There are, however, other Jewish voices—prominent ones—who bemoan the court’s decision
and extol ID’s virtues.
And that is what is so perplexing, because not only do we admit to the existence of metaphor
in the Torah, starting with Genesis 1, but the ID they are defending was designed (not so
intelligently, by the way) by its fundamentalist Christian creators to promote Christian
fundamentalism, period. Our views, whatever they actually are, can find no welcome in that
curriculum; indeed, our views are probably antithetical to it.
This became perfectly obvious to U.S. District Judge John E. Jones III in the course of the sixweek trial he oversaw. In a 139-page decision rejecting what he called a “breathtaking inanity,”
the judge made some interesting—and for us, at least, alarming—observations about ID. The
excerpt that follows is comprised of findings strewn throughout those 139 pages.

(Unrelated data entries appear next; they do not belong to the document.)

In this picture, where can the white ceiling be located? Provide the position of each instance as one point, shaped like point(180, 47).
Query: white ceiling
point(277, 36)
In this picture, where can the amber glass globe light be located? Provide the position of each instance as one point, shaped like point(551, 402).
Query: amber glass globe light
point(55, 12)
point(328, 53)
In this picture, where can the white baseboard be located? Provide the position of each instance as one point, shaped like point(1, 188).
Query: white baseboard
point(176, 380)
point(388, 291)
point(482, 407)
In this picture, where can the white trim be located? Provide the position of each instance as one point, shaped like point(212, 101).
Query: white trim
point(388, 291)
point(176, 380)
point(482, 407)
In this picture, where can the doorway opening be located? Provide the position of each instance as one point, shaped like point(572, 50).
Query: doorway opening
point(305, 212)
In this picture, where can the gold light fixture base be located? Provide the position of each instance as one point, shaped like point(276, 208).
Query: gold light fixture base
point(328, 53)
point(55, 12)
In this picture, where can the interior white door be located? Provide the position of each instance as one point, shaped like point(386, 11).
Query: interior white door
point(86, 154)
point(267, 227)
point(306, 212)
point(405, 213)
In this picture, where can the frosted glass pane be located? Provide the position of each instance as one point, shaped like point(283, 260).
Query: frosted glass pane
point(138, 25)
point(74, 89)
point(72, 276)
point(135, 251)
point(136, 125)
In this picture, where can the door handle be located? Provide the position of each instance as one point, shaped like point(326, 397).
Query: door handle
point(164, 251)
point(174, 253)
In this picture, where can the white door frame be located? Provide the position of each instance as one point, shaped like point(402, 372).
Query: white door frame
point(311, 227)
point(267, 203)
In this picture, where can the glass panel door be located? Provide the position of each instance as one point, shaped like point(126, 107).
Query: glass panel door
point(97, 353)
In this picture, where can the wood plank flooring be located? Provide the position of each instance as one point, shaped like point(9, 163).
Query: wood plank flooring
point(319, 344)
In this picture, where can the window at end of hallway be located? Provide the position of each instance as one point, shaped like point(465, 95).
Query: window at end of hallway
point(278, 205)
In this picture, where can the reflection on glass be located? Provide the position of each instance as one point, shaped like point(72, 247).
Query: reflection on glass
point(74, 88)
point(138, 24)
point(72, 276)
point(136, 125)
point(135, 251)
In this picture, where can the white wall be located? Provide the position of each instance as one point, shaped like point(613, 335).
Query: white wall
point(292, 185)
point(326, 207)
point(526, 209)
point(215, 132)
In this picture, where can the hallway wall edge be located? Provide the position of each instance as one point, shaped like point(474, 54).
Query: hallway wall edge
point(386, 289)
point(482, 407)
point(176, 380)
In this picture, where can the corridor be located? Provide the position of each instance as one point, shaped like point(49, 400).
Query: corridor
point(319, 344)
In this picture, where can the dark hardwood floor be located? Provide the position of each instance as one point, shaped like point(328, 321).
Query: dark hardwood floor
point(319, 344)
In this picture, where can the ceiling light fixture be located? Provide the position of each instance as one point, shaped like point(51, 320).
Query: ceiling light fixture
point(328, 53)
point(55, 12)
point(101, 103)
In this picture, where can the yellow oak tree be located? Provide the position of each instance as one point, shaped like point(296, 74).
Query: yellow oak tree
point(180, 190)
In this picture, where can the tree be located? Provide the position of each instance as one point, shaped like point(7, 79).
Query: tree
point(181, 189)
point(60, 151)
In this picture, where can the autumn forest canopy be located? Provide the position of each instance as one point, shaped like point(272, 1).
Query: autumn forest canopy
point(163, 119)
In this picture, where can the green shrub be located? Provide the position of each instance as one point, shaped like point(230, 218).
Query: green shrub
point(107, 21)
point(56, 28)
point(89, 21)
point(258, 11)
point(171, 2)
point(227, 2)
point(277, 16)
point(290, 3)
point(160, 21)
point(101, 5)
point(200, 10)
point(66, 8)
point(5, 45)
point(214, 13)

“[T]he writings of leading ID proponents reveal that the designer postulated by their argument
is the God of Christianity...,” Jones found. “[One major ID proponent] has written that ID is a
‘ground clearing operation’ to allow Christianity to receive serious consideration, and ‘Christ is
never an addendum to a scientific theory but always a completion’….The Wedge Document,
developed by the Discovery Institute’s Center for Renewal of Science and Culture…, states in
its ‘Five Year Strategic Plan Summary’ that [ID’s] goal is to replace science as currently
practiced with ‘theistic and Christian science’….ID aspires to change the ground rules of science
to make room for religion, specifically, beliefs consonant with a particular version of Christianity.”
ID is a Trojan horse. Its goal is to use the public schools to achieve in fact what the
Constitution will not allow in law: turning America into a fundamentalist Christian nation with
zero tolerance for other views. How can any Jew support that?